Santé et bien-être
Cette rencontre se passe du côté de Nassogne, un mercredi après-midi, à la table de Toni, 15 ans, et de sa famille. Si Christine, sa maman d’accueil, a répondu à notre appel à témoignage, c’est parce que ce jeune homme à l’énergie tourbillonnante est atteint d’achondroplasie, une maladie osseuse rare, responsable de la forme la plus courante de nanisme.
Le nanisme n’est pas une simple différence, mais un vrai handicap à ne pas minimiser, signale Christine en se tournant vers Toni. « Dans la vie de tous les jours, il y a des choses que tu ne sais pas faire. Au magasin, par exemple, ce qui est en hauteur, tu ne sais pas l'attraper ». Et de citer d’autres situations compliquées liées à sa petite taille : en vacances, à l’école… « C’est l’Everest ! », confirme-t-il d’un ton léger. Avant d’ajouter : « Généralement, je trouve des solutions ».
Ce qui l’embête, c’est d’être montré du doigt. Au cours de sport, par exemple : « Le prof a l'impression que je fraude quand je demande une adaptation ou bien, il dit à tout le monde : ‘Toni a demandé…’. Alors que je ne veux pas que tout le monde le sache. Donc, je ne demande plus rien ». Ce genre de situation, regrette-t-il, « c’est un deuxième handicap ».
« Je deviens philosophe, Maman ! »
Depuis qu’un jour, une dame du village lui a dit : « Toi, tu as toujours le sourire », Toni a fait de sa bonne humeur une alliée. Les moqueries ? Ça lui arrive, oui, et elles sont souvent liées à un effet de groupe. « Parfois, quand je suis seul et que je passe à côté d’une bande, je sais qu'ils vont se moquer de moi. Je me retourne, et je les vois rigoler. Mais ça ne m’atteint vraiment pas ». D’autres ne se moquent pas, mais le regardent avec insistance. Il peut comprendre leur étonnement, en particulier celui des enfants. À condition de na pas en faire trop…
« En France, on dit ‘personne de petite taille’. Mais moi, le mot ‘nain’ ne me dérange pas du tout »

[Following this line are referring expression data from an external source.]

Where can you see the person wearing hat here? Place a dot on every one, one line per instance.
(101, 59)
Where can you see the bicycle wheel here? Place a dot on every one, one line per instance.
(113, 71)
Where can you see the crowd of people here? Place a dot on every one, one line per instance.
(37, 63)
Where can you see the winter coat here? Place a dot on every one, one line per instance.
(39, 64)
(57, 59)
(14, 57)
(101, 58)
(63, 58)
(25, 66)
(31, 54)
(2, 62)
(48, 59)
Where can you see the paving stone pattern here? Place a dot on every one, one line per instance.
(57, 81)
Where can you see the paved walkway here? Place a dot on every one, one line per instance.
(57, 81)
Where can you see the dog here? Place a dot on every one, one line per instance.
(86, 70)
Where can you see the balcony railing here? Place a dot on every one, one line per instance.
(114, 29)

« Je me souviens qu’une fois, par rapport au regard des autres, tu m’as dit que tu faisais l'effort de sourire et de rire, ce qui faisait que les autres arrêtaient de se moquer et te prenaient en amitié. Mais que, parfois, à l'intérieur, tu pleurais », se souvient Christine. « Je deviens philosophe, Maman ! », la rassure-t-il. Une philosophie qu’il puise dans son enfance, au cours de laquelle ses frères et sœurs d’accueil l’ont « entrainé » avec bienveillance à se voir tel qu’il était, et qui lui réussit, puisqu’il est entouré d’ami·es.
Avec 30 cm de plus, « je ne serais plus moi »
« Petite parenthèse, glisse-t-il, mon meilleur ami est très, très grand. Il fait 1m95. Et il m'aide beaucoup. Il me prend sur les épaules quand j'en ai marre. C’est vraiment cool. Pour moi, le nanisme est un point fort. Je ne veux pas dire que je suis content d'être né avec cette maladie. Mais je la transforme en force ».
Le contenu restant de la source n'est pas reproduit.